QpdfRuby
Patch & polish PDFs so that PAC 2024 finally turns green.
QpdfRuby is a very small Ruby wrapper around the battle‑tested QPDF >= 12 C++ library. Right now the library focuses on only three specialised tasks that are needed when PDFs are printed from Chromium‑based browsers and subsequently audited with the PAC 2024 accessibility checker:
- Export the structure tree as XML – handy for debugging.
-
Mark vector path objects as
/Artifact
so that decorative lines, boxes, &c. are ignored by assistive technologies. -
Add missing
/BBox
entries to every/Figure
element (derived from the page’s graphic operators) so that screen readers know the physical extent of each image.
Together these tweaks eliminate the most common complaints PAC 2024 has about browser‑generated PDFs.
Features in Detail
Feature | Ruby API |
---|---|
Dump structure tree as XML | doc.show_structure |
Mark path objects ( re … S/s/f/F/B/b ) |
doc.mark_paths_as_artifacts |
Ensure /Figure elements have a layout BBox¹ |
doc.ensure_bbox |
¹Internally the gem parses each page’s content stream, maps image
/MCID
s to their transformation matrix, computes the bounding box
(courtesy of a little linear algebra) and finally writes the result into
the structure tree.
Installation
Requirements
- Ruby >= 3.1
- QPDF >= 12.0.0 (headers & libs)
macOS
brew install qpdf
bundle config set --local build.qpdf_ruby "--with-qpdf-dir=$(brew --prefix qpdf)"
Debian/Ubuntu
# on Debian 11/Ubuntu 20.04 you may need newer packages from testing
sudo apt-get update && sudo apt-get install -y libqpdf-dev qpdf
If apt
cannot provide QPDF ≥ 12 you can compile it yourself or pull the
package from testing/unstable – see the Dockerfile for a working
apt preferences
snippet.
Add the gem
bundle add qpdf_ruby
# …or without bundler:
# gem install qpdf_ruby -- --with-qpdf-include=/usr/local/include/qpdf --with-qpdf-lib=/usr/local/lib
Quick Start
require "qpdf_ruby"
pdf = QpdfRuby::Document.new("input.pdf")
# 1. tag decorative paths
pdf.mark_paths_as_artifacts
# 2. add BBox to every <Figure>
pdf.ensure_bbox
# 3. introspect structure tree (optional)

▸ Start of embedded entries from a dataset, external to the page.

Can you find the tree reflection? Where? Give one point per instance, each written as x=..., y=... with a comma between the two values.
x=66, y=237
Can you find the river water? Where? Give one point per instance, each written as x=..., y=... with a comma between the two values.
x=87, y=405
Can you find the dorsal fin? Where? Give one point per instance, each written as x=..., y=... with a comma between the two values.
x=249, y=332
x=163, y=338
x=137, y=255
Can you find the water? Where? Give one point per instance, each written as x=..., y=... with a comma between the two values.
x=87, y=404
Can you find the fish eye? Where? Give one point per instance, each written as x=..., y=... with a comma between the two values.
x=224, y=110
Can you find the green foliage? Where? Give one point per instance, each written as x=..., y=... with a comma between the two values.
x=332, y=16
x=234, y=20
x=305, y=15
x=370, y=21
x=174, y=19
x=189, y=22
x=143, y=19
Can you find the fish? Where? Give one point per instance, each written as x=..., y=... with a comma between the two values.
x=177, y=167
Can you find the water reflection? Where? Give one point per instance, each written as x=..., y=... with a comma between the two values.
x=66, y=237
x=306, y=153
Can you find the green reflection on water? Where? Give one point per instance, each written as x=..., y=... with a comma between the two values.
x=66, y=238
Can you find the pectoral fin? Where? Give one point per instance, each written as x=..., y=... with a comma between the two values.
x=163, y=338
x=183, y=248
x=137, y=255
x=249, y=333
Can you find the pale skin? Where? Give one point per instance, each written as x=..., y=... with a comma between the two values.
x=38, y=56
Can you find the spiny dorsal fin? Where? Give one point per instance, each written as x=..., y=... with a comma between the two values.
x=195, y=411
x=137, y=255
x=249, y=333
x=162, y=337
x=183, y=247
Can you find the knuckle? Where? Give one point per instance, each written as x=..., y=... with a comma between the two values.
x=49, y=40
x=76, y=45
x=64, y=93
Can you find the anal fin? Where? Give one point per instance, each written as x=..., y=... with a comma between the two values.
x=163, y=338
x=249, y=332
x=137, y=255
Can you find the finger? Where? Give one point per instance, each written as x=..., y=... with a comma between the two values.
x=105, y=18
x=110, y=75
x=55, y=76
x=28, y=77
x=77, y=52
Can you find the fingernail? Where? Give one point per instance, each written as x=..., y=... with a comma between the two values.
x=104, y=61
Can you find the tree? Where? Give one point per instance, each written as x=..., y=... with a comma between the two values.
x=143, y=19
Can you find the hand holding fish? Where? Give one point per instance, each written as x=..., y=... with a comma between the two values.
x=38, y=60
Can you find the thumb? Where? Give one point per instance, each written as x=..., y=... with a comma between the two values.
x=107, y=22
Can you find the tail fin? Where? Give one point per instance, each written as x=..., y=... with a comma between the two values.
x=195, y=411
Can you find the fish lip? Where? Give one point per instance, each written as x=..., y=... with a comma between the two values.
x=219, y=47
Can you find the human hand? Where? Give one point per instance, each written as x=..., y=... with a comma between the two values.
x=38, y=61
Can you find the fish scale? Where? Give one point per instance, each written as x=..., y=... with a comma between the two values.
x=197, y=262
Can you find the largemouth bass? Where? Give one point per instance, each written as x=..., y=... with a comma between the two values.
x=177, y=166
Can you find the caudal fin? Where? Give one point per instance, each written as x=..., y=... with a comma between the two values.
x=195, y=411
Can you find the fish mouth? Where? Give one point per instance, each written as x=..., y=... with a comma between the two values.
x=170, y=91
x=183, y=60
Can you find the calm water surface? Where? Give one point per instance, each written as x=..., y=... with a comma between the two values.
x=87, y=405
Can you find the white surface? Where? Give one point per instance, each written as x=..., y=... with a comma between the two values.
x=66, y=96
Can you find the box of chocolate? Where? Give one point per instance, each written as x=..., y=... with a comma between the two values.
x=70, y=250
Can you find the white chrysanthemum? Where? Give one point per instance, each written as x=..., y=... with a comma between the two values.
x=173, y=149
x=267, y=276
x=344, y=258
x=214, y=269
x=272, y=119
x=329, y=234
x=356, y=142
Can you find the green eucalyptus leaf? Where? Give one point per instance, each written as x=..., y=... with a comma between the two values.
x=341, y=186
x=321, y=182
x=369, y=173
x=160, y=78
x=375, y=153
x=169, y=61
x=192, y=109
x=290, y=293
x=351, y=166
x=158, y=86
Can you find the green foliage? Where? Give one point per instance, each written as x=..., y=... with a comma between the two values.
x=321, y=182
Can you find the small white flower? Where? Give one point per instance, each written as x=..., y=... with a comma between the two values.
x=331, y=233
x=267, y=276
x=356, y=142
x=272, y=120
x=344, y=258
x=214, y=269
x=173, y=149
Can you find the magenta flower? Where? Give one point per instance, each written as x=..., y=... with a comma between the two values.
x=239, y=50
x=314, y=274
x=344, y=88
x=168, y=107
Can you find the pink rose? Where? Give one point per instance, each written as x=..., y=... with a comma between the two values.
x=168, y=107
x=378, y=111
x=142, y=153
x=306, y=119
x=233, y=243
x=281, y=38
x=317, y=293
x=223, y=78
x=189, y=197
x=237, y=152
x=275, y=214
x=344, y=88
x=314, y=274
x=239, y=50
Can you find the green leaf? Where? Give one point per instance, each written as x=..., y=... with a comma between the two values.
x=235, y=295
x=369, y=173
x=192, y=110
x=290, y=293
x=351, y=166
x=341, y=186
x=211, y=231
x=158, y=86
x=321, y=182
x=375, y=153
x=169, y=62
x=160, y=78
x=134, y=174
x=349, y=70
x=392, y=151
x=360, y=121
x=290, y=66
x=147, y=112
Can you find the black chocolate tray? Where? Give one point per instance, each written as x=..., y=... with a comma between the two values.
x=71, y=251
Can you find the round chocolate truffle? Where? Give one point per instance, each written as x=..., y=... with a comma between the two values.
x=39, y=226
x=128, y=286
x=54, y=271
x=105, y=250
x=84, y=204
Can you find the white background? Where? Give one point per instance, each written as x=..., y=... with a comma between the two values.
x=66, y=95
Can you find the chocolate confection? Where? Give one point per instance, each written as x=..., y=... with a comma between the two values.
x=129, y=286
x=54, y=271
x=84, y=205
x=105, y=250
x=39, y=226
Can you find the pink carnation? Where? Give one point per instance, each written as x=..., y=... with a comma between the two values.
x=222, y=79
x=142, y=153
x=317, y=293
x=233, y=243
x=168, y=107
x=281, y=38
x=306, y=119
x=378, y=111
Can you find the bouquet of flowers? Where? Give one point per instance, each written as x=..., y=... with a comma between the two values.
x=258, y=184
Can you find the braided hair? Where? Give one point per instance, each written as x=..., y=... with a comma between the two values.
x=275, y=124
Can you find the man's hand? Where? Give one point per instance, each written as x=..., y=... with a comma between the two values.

File.write("structure.xml", pdf.show_structure)
# 4. save 🎉
pdf.write("fixed.pdf")
Run PAC 2024 on fixed.pdf
– it should report far fewer (or zero!)
errors compared to the original browser output.
Development
git clone https://github.com/dieter-medium/qpdf_ruby.git
cd qpdf_ruby
bin/setup # install gem + test deps
autotest # guard & RSpec
- Bump version.rb →
bundle exec rake release
to push a new gem.
Testing with local QPDF builds
If you tinker with QPDF itself, point Bundler to your custom prefix:
bundle config set --local build.qpdf_ruby "--with-qpdf-include=$HOME/opt/qpdf/include --with-qpdf-lib=$HOME/opt/qpdf/lib"
Roadmap
TBD
Contributing
Bug reports & pull requests are welcome at https://github.com/dieter-medium/qpdf_ruby.
Code Style
- C++ 17, clang‑format enforced
- Ruby 3.2, rubocop default rules
License
MIT – see LICENSE.txt
for full
text.